A. Pengertian Filsafat Pendidikan eksistensialisme
Eksistensialisme adalah sebuah paham yang beranggapan bahwa manusia mempunyai kekuatan/kebebasan dalam menentukan tindakan dan menentukan sendiri nasib atau wujud keberadaannya dan bertanggungjawab atas pilihan tersebut. Aliran ini dibagi menjadi dua yaitu teitis dan ateitis.
Teitis beranggapan bahwa manusia memiliki bereksistensi namun atas pengaruh kehendak tuhan. Sedangkan ateitis berkebalikan yang dimana manusia mempunyai kebebasan dalam bereksistensi terlepas dari kehendak tuhan. Perbedaan pemikiran dalam eksistensialisme berawal dari anggapan esensi mendahului eksistensi atau eksistensi mendahului esensi.
Sebagian yag berpikir esensi mendahului eksistensi beranggapan manusia memiliki keterbatasan dalam dunia ini, dan Tuhan menjadi penolongnya. Ini adalah orang teistik.
Sebagian lainnya, eksistensi mendahului esensi.

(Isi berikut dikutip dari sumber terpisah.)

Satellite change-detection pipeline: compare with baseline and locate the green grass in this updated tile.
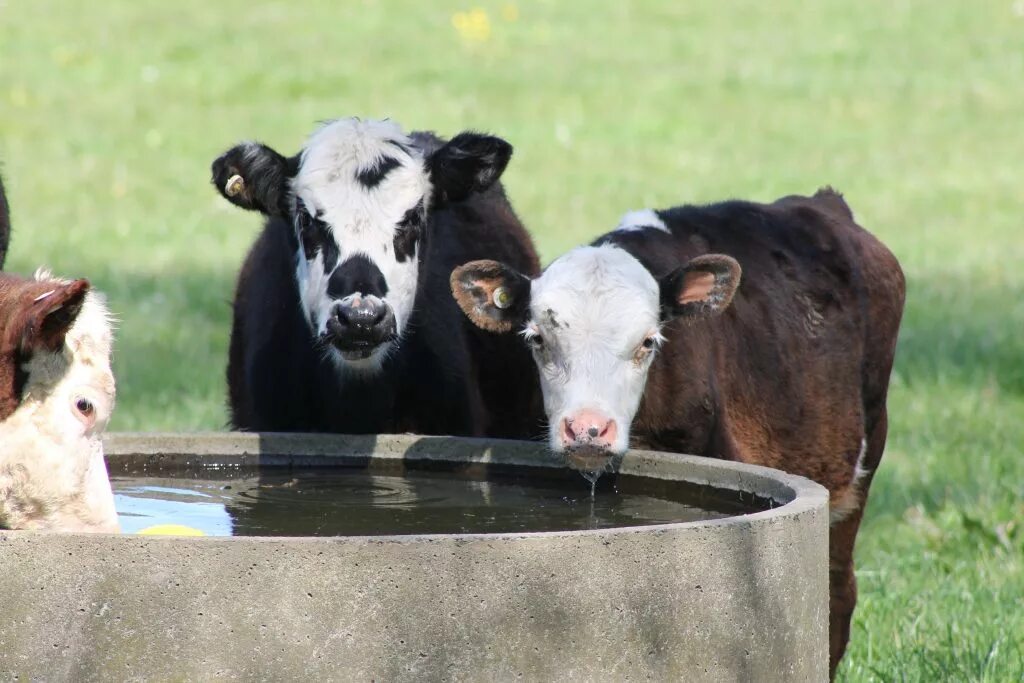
[0,0,1024,681]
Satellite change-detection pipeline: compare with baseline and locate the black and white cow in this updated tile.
[212,119,543,437]
[452,189,905,672]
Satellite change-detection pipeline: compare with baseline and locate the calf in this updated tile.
[0,272,118,531]
[212,119,543,436]
[451,189,904,673]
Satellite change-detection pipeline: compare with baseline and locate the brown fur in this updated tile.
[606,188,905,675]
[0,273,89,421]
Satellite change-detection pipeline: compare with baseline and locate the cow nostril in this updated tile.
[562,420,575,441]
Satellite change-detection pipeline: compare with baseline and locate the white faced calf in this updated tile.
[451,188,905,672]
[452,245,739,469]
[0,272,118,531]
[213,119,511,372]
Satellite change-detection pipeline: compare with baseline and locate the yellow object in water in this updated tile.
[138,524,206,536]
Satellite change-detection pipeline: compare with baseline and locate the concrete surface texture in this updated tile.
[0,434,828,681]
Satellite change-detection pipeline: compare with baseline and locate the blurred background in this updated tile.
[0,0,1024,681]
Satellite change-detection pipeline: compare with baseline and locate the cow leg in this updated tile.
[828,505,864,678]
[828,408,889,678]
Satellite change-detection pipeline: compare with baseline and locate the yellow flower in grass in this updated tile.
[452,7,490,45]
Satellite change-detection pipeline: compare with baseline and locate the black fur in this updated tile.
[355,157,401,189]
[295,200,340,272]
[327,254,387,299]
[393,200,426,263]
[210,142,299,216]
[224,133,544,438]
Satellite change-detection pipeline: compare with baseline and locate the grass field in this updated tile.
[0,0,1024,681]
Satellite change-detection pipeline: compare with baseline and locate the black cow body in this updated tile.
[215,123,543,437]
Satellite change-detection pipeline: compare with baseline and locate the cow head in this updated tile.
[452,244,740,471]
[0,272,118,531]
[212,119,512,372]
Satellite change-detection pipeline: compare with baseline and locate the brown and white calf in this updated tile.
[452,189,904,673]
[0,271,119,531]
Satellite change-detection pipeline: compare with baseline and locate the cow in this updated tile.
[0,270,119,532]
[211,118,543,437]
[0,169,10,270]
[451,188,905,675]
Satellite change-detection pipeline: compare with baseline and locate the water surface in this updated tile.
[111,467,763,536]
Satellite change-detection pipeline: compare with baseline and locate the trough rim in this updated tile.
[0,432,828,544]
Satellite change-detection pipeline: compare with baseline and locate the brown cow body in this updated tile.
[453,189,904,673]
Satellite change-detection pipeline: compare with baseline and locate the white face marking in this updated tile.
[523,245,664,452]
[291,119,431,371]
[0,272,119,531]
[615,209,671,232]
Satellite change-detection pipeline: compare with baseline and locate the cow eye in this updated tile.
[75,398,96,418]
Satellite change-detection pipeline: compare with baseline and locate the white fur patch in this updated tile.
[615,209,671,233]
[0,278,118,531]
[828,438,870,524]
[292,119,431,370]
[523,244,660,451]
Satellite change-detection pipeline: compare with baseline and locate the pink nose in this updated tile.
[562,411,618,449]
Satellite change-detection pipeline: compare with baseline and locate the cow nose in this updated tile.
[561,411,618,449]
[336,297,388,333]
[327,295,396,351]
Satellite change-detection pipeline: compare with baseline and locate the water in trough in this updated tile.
[112,467,770,536]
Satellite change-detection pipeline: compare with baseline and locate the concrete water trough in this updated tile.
[0,433,828,681]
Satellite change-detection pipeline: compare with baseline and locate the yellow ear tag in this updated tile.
[224,173,246,197]
[493,287,512,308]
[137,524,206,536]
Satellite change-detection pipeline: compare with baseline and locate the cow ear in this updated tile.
[210,142,299,216]
[427,132,512,203]
[451,261,530,332]
[18,280,89,353]
[658,254,741,319]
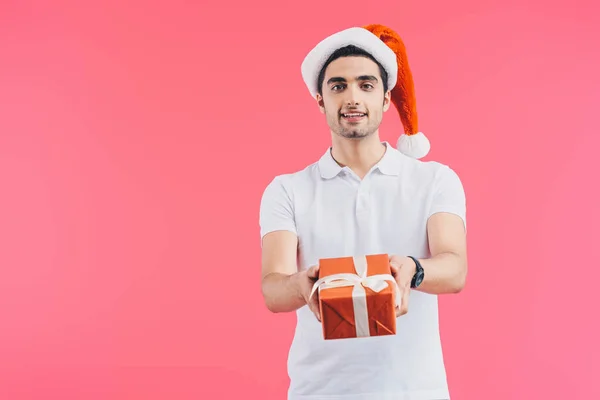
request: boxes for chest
[295,176,430,268]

Segala sesuatu yang dikatakan benar itu yang terlihat. Yg tak terlihat tidak pernah ada, semuanya tidak ada kecuali diri kita dalam kehidupan ini. Inilah sebagian penganut atheistik.
Sedangkan dalam dunia pendidikan, misal ya, orang yg dikatakan pinter kalau nilainya bagus. Dalam pendidikan aliran eksistensialisme sangat berpengaruh dalam kemajuannya seperti dalam sebuah kompetensi.
Kompetensi disini bisa menjadi wajah untuk mengeksplorasi potensi yang ada dalam peserta didik. Sehingga peserta didik dapat bereksistensi atau mewujudkan keberadaanya dalam dunia pendidikan. Guru juga dapat berkontribusi yaitu dengan cara menggali, membimbing, dan memfasilitasi peserta didik dalam mengembangkan potensinya.
B. Pemikiran Tokoh-tokoh filsafat pendidikan eksistensialisme
1. Jean Paul Satre
Pencetus filsafat eksistensialisme yang lebih menekankan kebebasan manusia. Berpendapat bahwa manusia mempunyai kebebasan untuk menentukan apa yang dia suka apa yang dia pilih.
Dalam dunia pendidikan berpendapat bahwa peserta didik diharuskan percaya diri dengan potensi yang dimilikinya. Perbedaan Jean Paul Sartre dari tokoh-tokoh lainnya adalah beliau berpendapat bahwa manusia dalam keberadaan/eksistensinya bisa mendahulu esensinya berbeda dengan benda dimana keberadaan suatu benda sekaligus menjadi esensinya.